Jhonny Cubero

Personal information
- Full name: Jhonny Cubero Quesada
- Date of birth: February 23, 1976 (age 50)
- Place of birth: Grecia, Costa Rica
- Height: 1.75 m (5 ft 9 in)
- Position: Striker

Team information
- Current team: Coatepeque

Youth career
- Pococí 2000

Senior career*
- Years: Team / Apps / (Gls)
- 1996–1997: Puntarenas / 18 / (6)
- 1997–2001: Alajuelense / 66 / (28)
- 2001–2002: → San Carlos (loan) / 33 / (19)
- 2002: Alajuelense / 2 / (0)
- 2003–2006: Comunicaciones /  / (49)
- 2006–2010: Xelajú
- 2010: Santos de Guápiles / 6 / (2)
- 2010–2012: Suchitepéquez
- 2011: → Mictlán (loan) / 22 / (7)
- 2012: Deportivo Ayutla
- 2013: Juventud Escuintleca / 16 / (3)
- 2013–2014: Coatepeque / 13 / (1)

International career^{‡}
- 2005–2007: Costa Rica / 5 / (0)

= Jhonny Cubero =

Costa Rican footballer (born 1976)

 Jhonny Cubero Quesada (born 23 March 1976 in Grecia) is a Costa Rican professional footballer who last played for Coatepeque in Guatemala.

==Club career==
A much-travelled forward, Cubero made his professional debut on 23 March 1996 for Puntarenas against Municipal Goicochea and spent the first seasons of his career at Costa Rican sides Puntarenas, Alajuelense and San Carlos for whom he scored 19 in the 2002 season before moving abroad to play in Guatemala for over 10 years. He won the 2007 Clausura title with Xelajú.

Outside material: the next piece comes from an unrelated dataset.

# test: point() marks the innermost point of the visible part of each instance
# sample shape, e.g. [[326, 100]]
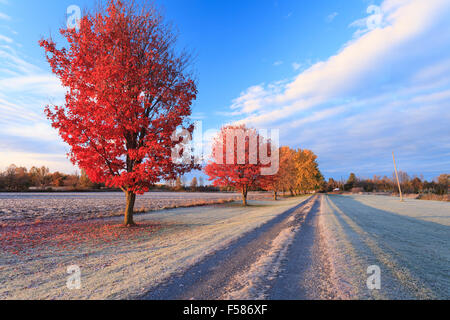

In June 2010 Cubero returned to his native Costa Rica but in September 2010 he was released by Santos de Guápiles for alleged indiscipline. He then returned to Guatemala and was snapped up by Suchitepéquez.

In August 2012 he signed for Guatemalan second division side Deportivo Ayutla, he joined Juventud Escuintleca for the 2013 Clausura and moved to Coatepeque in September 2013.

==International career==
Cubero has made five appearances for the Costa Rica national football team, his debut coming in a friendly against Ecuador on February 16, 2005. He made two substitute appearances at the UNCAF Nations Cup 2005 and two substitute appearances at the 2007 CONCACAF Gold Cup.

==Personal life==
Cubero is a son of former Costa Rican international José Pepe Cubero. He has become a Guatemalan citizen.